Wie fettsüchtige Kinder richtig essen lernen

10.01.2014 20:49

Mecklenburg-Vorpommern hat besonders viele dicke Kinder.

Wie sollen sie auch in einer Gegend, in der nur ein Schulbus fährt,

zum Sport kommen? Ein Netzwerk vermittelt Therapien.

 

Sei heißen "Gummibärenbande", "NeLe Neue Lebenslust" oder "Appetit auf Bewegung" – Initiativen, die jungen Leuten in Mecklenburg-Vorpommern beim Abspecken helfen wollen. Zusammen mit Ärzten, Therapeuten, Verbänden, Ämtern und Krankenkassen arbeiten die Gruppen im Adipositas-Netzwerk, das 2006 ins Leben gerufen wurde und inzwischen an die hundert Mitglieder zählt.

Mit 13 bis 17 Prozent übergewichtigen bis fettleibigen – adipösen – Kindern und Jugendlichen liege der Nordosten bundesweit mit an der Spitze, sagt Netzwerk-Sprecher Ralf Schiel, Kinderarzt und Chef der Inselklinik Heringsdorf auf Usedom.

Der Europäische Adipositas-Tag am 18. Mai macht auf das zunehmende Übergewichtsproblem auch in der jungen Generation aufmerksam. "In Mecklenburg-Vorpommern spielt vor allem die soziale Komponente eine wesentliche Rolle", erklärt Professor Schiel. Viele dicke Kinder kämen hier aus einkommensschwachen Familien. In Dörfern, in denen oft nur noch der Schulbus fährt, hätten die Jugendlichen wenig Chancen, regelmäßig etwa in einem Sportverein mitzumachen oder sich in ihrer Freizeit sinnvoll zu beschäftigen, meint der Mediziner. Mangelnde Infrastruktur sei insofern ein Grund mit für Adipositas.

5,5 Prozent fettsüchtige Schulanfänger

Statistiken zufolge konnte die jahrelange Zunahme der Zahl übergewichtiger Kinder in Deutschland zwar gestoppt werden, doch der Nordosten hält laut Angaben des Robert Koch-Instituts Berlin nach wie vor einen Negativrekord. Die Schuleingangsuntersuchungen von 2009/10 in Mecklenburg-Vorpommern ergaben, dass 12,4 Prozent der Schulanfänger übergewichtig und weitere 5,5 Prozent sogar adipös waren, wie das Netzwerk mitteilt.

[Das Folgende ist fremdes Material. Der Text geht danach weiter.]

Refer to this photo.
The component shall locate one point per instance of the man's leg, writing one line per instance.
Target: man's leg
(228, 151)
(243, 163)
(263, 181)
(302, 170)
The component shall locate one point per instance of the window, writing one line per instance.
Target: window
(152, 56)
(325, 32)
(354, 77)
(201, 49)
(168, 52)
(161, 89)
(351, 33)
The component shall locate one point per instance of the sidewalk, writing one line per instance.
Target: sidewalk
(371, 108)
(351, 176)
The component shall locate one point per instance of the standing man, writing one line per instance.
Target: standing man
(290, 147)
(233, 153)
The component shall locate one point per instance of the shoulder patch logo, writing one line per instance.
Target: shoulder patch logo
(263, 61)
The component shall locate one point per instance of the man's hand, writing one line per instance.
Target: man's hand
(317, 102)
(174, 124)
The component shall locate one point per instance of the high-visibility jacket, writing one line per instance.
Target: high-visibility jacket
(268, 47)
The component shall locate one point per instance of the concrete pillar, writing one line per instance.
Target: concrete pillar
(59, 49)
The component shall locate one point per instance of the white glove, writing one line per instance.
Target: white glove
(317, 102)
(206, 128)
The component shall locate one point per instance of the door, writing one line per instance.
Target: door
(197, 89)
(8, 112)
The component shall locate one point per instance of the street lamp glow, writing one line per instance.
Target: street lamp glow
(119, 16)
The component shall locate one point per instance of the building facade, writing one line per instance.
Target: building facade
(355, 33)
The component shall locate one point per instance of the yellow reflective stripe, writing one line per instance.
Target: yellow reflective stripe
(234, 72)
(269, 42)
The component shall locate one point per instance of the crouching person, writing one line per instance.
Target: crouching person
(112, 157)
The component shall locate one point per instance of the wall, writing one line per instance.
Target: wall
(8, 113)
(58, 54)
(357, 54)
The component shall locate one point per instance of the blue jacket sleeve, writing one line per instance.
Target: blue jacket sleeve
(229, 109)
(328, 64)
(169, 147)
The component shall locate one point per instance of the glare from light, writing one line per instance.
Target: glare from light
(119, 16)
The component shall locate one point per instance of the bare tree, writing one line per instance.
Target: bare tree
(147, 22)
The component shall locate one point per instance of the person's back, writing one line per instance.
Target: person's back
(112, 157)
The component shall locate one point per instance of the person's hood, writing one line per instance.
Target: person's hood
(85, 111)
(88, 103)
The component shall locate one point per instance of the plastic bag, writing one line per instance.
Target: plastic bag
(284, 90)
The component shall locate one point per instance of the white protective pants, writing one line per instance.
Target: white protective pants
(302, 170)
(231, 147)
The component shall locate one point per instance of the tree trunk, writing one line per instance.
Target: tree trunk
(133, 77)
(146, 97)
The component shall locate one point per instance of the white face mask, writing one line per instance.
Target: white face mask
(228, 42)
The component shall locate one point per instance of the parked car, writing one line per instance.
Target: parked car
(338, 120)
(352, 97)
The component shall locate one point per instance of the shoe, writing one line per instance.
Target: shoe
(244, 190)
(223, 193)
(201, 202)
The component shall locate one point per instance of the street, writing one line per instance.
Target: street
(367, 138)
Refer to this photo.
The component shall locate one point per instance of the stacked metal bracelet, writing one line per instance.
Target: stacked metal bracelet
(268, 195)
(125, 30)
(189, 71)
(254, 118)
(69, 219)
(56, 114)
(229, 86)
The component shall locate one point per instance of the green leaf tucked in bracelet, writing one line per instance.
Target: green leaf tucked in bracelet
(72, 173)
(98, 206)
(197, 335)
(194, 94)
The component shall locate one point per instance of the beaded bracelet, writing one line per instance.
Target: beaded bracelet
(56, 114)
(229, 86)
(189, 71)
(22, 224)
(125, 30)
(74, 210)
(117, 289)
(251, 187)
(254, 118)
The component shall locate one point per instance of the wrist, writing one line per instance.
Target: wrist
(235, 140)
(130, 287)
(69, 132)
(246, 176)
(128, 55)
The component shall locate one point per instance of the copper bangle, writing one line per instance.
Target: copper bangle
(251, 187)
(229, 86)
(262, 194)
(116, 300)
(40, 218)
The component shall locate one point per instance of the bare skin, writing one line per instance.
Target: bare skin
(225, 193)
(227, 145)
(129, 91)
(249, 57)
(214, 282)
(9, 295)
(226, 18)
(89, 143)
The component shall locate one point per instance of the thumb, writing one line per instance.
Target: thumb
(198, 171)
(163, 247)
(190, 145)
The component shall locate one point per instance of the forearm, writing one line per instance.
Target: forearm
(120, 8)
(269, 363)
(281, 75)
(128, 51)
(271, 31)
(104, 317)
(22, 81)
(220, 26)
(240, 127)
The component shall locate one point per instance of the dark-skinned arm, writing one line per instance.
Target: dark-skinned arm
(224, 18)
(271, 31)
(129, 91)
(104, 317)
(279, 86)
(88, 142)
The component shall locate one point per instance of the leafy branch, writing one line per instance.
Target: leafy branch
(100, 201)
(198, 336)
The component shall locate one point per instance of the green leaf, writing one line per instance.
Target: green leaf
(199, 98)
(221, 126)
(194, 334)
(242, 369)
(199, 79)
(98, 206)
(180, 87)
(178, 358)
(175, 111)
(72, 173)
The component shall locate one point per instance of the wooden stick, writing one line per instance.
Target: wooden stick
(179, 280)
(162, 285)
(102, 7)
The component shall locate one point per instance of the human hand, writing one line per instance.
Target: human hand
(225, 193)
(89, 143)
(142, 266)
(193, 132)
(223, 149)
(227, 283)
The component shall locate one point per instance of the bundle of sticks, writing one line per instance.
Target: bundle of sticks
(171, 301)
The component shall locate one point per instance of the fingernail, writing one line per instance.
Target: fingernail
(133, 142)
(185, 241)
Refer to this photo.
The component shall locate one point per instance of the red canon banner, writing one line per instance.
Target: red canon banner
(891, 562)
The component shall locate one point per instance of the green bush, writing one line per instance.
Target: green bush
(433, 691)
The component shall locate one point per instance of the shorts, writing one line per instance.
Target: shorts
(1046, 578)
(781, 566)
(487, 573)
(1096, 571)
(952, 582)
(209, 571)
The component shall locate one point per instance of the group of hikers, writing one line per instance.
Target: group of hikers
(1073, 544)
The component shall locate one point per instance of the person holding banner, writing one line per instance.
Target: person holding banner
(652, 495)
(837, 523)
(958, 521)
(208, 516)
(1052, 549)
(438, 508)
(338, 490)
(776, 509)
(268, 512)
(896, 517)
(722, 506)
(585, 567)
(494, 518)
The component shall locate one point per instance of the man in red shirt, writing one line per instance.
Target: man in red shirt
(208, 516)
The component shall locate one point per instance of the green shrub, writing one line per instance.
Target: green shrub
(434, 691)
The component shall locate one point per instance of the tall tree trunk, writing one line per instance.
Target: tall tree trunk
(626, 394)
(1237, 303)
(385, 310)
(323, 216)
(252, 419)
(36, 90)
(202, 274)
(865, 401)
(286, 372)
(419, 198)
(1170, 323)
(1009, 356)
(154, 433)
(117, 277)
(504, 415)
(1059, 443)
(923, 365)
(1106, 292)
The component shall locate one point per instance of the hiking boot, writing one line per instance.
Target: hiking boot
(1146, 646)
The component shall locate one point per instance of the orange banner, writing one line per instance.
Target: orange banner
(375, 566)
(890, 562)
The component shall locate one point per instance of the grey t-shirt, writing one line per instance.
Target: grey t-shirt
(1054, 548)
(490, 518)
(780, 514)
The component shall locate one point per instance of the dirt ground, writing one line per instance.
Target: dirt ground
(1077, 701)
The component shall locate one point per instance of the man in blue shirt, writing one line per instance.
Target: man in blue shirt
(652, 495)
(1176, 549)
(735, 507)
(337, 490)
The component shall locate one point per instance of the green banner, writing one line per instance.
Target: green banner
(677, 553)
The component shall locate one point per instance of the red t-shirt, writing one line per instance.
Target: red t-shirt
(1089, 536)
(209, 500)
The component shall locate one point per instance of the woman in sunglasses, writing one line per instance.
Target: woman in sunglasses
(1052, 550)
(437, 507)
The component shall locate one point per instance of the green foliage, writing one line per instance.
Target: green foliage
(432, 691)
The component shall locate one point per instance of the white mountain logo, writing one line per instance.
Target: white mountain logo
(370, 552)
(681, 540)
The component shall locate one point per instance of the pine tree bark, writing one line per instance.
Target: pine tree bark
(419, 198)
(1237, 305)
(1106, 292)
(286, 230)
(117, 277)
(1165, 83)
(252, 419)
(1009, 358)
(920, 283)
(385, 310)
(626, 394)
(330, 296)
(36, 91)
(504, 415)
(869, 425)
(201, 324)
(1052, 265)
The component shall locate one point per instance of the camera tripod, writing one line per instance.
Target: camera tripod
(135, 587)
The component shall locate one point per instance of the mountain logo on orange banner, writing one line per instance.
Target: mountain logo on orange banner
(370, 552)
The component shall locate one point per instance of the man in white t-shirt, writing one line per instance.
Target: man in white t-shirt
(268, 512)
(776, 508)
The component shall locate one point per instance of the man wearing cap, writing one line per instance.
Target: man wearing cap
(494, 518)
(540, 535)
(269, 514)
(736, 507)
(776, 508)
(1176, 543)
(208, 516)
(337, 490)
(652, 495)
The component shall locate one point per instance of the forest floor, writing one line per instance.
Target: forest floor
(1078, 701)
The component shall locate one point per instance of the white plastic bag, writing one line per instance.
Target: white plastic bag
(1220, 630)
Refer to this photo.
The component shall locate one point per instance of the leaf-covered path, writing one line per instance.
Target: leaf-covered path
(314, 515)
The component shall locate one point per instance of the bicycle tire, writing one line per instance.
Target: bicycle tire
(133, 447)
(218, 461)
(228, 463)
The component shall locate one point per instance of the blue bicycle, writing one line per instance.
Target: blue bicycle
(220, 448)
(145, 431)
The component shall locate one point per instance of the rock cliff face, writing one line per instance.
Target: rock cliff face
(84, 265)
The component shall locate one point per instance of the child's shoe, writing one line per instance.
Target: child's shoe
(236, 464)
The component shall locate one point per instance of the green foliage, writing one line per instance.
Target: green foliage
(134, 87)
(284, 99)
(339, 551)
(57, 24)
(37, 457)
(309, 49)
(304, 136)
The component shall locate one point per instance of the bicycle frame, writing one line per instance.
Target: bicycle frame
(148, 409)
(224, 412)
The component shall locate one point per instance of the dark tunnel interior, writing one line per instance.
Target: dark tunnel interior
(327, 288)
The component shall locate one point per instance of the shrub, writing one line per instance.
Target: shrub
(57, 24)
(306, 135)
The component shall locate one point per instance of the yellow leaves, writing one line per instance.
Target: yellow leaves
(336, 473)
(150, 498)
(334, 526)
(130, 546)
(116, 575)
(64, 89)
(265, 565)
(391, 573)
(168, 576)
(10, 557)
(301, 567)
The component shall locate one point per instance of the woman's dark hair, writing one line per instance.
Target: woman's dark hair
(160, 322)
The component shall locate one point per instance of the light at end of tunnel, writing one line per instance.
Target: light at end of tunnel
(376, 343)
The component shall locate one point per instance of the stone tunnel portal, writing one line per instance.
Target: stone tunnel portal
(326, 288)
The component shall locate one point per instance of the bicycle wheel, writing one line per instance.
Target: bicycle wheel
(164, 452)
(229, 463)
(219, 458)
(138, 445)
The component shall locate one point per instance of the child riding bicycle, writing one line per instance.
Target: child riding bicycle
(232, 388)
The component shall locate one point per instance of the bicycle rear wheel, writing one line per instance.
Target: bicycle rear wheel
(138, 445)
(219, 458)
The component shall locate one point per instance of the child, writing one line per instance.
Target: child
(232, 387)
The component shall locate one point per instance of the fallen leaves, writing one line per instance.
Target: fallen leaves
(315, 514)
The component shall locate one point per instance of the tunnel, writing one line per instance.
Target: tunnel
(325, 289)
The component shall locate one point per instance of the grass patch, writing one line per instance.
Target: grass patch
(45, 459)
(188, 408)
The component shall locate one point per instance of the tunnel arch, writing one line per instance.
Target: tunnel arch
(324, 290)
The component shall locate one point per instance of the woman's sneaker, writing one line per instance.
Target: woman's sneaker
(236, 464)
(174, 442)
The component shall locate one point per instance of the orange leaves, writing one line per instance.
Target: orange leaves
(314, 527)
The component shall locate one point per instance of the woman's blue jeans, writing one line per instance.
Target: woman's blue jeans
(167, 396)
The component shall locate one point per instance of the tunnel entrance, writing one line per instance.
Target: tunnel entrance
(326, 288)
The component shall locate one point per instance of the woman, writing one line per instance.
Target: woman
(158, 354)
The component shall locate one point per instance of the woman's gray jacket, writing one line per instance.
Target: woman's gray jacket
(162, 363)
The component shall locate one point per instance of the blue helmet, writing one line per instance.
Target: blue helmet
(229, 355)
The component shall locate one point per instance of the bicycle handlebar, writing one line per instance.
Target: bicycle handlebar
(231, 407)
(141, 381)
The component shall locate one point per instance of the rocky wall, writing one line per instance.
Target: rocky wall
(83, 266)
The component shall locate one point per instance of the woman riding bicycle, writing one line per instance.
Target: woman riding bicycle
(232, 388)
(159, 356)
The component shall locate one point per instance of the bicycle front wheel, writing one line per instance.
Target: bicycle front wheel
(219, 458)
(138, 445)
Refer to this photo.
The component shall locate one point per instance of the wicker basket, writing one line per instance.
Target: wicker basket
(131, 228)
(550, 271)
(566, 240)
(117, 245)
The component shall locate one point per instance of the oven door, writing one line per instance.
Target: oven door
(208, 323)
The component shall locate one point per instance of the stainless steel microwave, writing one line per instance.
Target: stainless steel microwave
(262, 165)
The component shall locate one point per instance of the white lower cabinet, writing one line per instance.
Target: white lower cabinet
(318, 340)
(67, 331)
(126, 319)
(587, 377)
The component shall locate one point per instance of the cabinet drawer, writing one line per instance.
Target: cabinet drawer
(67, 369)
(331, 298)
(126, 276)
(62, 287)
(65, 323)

"Die Esskultur in vielen Familien stimmt nicht", meint Heike Haase, Ärztin im Kinderzentrum Schwerin und Leiterin des Adipositas-Projekts "Gummibärenbande". Die Gruppe von derzeit sechs Kindern von 8 bis 14 Jahren treffe sich alle zwei Wochen zum gemeinsamen Kochen, Entspannungstraining, Sport und Gesprächen. "Es geht nicht ums öffentliche Wiegen, sondern um eine neue Lebenseinstellung und -gestaltung der Kids", erklärt Haase.

Beratung nach der Kur per E-Mail und SMS

Richtig essen lernen steht auch für Steffi Dunkelmann, Kinderärztin in der Kurklinik Boltenhagen in Nordwestmecklenburg obenan. Ernährungsberatung, Einkaufstraining und Arbeiten in der Lehrküche seien neben Sport, Spiel und Strandläufen Schwerpunkte der Therapie. "Wir zählen keine Kalorien, aber die Wurstscheiben auf dem Teller und die Kaubewegungen beim Essen", sagt sie. Wichtiger als die unmittelbare Gewichtsreduktion sei die Stärkung des Selbstwertgefühls der Kids, um sie – und ihre Eltern – langfristig zur Ernährungsumstellung zu bewegen.

Auf mehr Familienberatung und Elternschulung setzt auch Netzwerk-Initiator Schiel. Stationäre Kuren könnten längst nicht alle Gewichts-Probleme lösen, betont der Klinikdirektor. Nur mit einem veränderten Lebensstil könnten Betroffene etwas gegen die "Volkskrankheit" Adipositas ausrichten. So versuche er, seine jungen Patienten über Monate nach der Kur per E-Mail und SMS zu beraten. Viele Jugendliche fänden diesen Weg der Kommunikation "cool". So würde das seit 2004 laufende Programm "TeleAdi" zur telemedizinischen Langzeitbetreuung adipöser Kinder gut angenommen, sagt Schiel.